Ajami was known for butting heads with the Ottoman authorities, and after them the French and English occupation forces. As the stories go, she stood up to the infamous Ottoman military commander Djemal Pasha “al-Saffah” (the Butcher, as he was nicknamed by Syrians) to defend the rights of national activists—not least her fiance and literary agent Petro Pauli. Pauli was later arrested and executed on May 6, 1916. 

Much has already been said about Mary Ajami and her struggle against occupation authorities. But her struggle was not limited to fighting against these oppressive systems. Rather, she also advocated for the rights of different classes within society, particularly women and children. 

She also supported Syrian farmers and workers, and pushed towards supporting the local economy rather than relying on foreign imports. This “inward orientation” was not typical of the Syrian elite and bourgeoisie at the time, who looked toward Europe as a model of civilization.  

However, this leftist leaning did not attract the attention of historians and others who studied Mary Ajami’s life, despite her having made her beliefs clear in her poem “The Peasant’s Hope,” which won the first prize on BBC radio in London in 1947. She wrote: 

He is the peasant farmer. If not for his struggle,

the basil wouldn’t show its signs of beauty.

He is the heavily burdened bulwark

Upon whose face are the flames of torches.

A lonely death

In the last years of her life, Ajami was gripped by illness.
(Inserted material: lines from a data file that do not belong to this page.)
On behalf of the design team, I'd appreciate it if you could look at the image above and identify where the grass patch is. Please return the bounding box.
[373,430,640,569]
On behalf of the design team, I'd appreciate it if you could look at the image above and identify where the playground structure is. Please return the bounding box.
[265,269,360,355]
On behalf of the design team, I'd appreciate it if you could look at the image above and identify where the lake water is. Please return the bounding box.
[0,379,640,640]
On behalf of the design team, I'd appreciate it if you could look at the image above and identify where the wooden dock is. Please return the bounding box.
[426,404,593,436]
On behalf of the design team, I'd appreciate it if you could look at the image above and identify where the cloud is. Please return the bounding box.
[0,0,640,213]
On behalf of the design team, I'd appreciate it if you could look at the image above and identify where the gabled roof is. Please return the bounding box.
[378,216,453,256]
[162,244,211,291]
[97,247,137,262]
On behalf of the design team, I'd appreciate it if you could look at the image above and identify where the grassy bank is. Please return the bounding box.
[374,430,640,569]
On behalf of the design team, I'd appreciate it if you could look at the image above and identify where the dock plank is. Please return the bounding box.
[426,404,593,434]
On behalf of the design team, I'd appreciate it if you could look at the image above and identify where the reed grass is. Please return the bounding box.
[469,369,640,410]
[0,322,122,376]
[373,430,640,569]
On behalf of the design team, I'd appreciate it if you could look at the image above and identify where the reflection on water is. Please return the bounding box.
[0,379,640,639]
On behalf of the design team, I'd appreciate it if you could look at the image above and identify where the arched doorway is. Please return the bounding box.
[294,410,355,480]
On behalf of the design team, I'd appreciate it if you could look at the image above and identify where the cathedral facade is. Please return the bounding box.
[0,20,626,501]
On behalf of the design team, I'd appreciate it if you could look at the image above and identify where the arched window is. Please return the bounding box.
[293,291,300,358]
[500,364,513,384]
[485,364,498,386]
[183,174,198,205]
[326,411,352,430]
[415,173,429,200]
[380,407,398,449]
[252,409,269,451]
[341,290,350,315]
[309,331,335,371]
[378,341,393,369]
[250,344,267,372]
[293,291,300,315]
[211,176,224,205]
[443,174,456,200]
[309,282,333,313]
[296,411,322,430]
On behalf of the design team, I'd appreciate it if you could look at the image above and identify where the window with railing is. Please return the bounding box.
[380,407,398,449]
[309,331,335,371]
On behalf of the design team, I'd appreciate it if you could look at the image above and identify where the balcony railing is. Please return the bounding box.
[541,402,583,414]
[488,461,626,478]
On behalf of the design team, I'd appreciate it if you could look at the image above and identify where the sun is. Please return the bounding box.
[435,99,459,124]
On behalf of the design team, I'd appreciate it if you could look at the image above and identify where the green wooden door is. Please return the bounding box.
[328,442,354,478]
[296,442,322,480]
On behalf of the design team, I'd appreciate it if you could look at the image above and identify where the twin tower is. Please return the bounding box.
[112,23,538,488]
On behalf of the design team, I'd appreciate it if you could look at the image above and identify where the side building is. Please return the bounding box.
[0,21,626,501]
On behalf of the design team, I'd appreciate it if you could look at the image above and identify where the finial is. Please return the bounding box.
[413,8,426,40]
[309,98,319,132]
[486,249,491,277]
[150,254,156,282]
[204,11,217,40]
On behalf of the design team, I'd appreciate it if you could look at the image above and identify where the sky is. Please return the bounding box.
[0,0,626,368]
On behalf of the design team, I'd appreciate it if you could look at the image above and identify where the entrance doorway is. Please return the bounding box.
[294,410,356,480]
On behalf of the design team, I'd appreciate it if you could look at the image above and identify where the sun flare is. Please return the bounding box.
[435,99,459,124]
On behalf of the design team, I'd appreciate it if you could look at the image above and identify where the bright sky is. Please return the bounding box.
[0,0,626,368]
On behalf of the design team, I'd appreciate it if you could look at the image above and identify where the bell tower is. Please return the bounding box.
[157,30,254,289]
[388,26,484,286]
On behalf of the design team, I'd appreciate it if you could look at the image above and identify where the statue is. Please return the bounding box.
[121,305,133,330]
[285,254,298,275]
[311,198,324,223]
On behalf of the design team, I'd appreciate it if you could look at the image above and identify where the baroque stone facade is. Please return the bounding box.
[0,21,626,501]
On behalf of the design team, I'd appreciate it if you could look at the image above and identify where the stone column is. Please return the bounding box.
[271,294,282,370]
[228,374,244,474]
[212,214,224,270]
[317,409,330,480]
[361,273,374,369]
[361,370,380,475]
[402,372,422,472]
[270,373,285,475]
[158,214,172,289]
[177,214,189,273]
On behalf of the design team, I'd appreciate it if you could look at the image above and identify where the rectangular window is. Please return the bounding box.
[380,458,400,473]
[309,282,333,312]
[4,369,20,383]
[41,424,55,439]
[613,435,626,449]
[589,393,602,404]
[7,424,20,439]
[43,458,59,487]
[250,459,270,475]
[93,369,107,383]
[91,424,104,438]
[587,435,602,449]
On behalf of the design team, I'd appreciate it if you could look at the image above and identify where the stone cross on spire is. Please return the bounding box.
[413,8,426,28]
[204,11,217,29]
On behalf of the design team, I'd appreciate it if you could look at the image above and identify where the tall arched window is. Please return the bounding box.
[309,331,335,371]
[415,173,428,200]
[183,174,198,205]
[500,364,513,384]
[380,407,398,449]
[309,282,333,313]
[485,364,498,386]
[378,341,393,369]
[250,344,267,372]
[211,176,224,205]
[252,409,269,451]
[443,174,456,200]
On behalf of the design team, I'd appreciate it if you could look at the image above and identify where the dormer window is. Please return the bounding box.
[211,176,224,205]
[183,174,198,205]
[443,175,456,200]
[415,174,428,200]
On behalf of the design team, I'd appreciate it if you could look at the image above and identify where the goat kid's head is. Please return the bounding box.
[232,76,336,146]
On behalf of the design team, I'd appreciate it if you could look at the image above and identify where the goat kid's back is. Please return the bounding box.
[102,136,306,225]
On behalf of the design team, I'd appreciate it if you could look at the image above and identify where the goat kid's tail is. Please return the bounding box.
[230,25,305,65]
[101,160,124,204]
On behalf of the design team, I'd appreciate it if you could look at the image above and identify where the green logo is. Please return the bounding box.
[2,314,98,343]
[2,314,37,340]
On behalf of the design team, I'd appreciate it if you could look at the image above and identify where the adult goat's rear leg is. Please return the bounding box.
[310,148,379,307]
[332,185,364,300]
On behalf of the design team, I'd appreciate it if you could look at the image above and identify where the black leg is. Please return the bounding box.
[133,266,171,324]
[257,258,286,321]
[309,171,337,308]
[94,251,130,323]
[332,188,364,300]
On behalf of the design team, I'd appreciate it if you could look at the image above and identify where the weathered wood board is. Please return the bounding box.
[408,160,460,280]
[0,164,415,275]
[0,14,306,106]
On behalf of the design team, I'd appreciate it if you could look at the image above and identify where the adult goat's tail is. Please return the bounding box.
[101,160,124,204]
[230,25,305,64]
She retreated from the public advocacy through which she had worked and struggled for decades to obtain equality for women and other mistreated members of society. 

She died on December 25, 1965, and was buried in the St. George Greek Orthodox Church in Damascus’ Bab al-Sharqi neighborhood. 

Ajami had spent her life in service of the freedom and dignity of Syrians of all walks of life, and yet she did not receive that love in return. Only 16 people attended her funeral and gathered as she was brought to her grave to finally be laid to rest.